SambaMixer: State of Health Prediction of Li-ion Batteries using Mamba State Space Models
José Ignacio Olalde-Verano, Sascha Kirch, Clara Pérez-Molina, Sergio Martin
TL;DR
This work tackles Li-ion battery SOH prediction from multi-variate time-series by introducing SambaMixer, a Mamba-based structured state-space approach that delivers channel-aware processing with sub-quadratic complexity. It couples anchor-based resampling with sample-time and cycle-difference positional embeddings to handle varying sequence lengths and recuperation effects, enabling accurate cycle-level SOH estimation ($SOH_k$). Empirical results on the NASA PCoE discharge dataset show SambaMixer achieving superior MAE, RMSE, and MAPE compared to the prior state-of-the-art, and robust performance across used-battery scenarios and data splits.
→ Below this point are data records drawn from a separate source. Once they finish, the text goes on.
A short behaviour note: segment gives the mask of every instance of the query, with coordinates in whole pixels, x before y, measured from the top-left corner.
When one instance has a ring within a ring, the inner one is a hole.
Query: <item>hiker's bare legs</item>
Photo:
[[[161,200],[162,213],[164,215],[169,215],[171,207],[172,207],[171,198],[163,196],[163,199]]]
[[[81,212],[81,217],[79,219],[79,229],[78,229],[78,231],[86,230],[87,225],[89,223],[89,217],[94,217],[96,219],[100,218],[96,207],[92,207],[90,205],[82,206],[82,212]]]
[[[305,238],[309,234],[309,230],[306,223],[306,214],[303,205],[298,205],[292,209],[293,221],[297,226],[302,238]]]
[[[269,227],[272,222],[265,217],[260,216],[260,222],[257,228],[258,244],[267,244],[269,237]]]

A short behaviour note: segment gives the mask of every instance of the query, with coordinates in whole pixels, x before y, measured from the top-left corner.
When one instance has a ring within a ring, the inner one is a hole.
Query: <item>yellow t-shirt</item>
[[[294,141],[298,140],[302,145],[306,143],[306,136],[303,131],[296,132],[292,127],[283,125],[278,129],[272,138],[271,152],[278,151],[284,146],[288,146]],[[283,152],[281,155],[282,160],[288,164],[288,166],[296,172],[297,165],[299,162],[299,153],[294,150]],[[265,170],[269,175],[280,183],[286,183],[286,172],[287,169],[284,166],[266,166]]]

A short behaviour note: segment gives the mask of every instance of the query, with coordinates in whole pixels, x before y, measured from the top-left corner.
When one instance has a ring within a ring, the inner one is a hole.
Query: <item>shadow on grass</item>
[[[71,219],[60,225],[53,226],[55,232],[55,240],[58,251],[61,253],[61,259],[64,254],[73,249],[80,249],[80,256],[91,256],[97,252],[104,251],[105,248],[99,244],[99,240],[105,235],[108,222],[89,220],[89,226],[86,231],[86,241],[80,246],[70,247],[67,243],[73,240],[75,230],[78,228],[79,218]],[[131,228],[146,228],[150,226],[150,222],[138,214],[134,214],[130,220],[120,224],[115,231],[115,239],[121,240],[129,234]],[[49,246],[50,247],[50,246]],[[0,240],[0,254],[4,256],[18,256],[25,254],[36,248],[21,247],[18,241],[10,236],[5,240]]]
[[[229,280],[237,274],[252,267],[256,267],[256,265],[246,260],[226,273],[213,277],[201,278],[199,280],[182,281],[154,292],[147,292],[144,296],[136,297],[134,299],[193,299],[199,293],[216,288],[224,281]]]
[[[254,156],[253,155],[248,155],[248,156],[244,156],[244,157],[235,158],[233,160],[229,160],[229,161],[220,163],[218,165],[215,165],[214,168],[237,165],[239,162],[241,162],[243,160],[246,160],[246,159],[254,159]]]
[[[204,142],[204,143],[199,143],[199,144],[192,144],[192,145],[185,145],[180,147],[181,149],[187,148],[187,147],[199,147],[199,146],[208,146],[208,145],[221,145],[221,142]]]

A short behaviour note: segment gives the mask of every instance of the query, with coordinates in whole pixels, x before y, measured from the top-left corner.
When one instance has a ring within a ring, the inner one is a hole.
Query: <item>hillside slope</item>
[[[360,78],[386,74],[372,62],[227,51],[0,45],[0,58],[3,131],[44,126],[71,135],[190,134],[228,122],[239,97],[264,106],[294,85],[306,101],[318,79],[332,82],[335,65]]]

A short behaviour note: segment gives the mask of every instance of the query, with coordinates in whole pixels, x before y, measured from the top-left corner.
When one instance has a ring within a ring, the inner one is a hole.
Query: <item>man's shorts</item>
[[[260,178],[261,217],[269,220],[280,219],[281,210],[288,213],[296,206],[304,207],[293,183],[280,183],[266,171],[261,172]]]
The approach supports long-range dependency modeling suitable for battery management systems, though validation is limited to a single dataset and future work should extend to diverse chemistries and discharge profiles.
Abstract
The state of health (SOH) of a Li-ion battery is a critical parameter that determines the remaining capacity and the remaining lifetime of the battery. In this paper, we propose SambaMixer a novel structured state space model (SSM) for predicting the state of health of Li-ion batteries. The proposed SSM is based on the MambaMixer architecture, which is designed to handle multi-variate time signals. We evaluate our model on the NASA battery discharge dataset and show that our model outperforms the state-of-the-art on this dataset. We further introduce a novel anchor-based resampling method which ensures time signals are of the expected length while also serving as augmentation technique. Finally, we condition prediction on the sample time and the cycle time difference using positional encodings to improve the performance of our model and to learn recuperation effects. Our results proof that our model is able to predict the SOH of Li-ion batteries with high accuracy and robustness.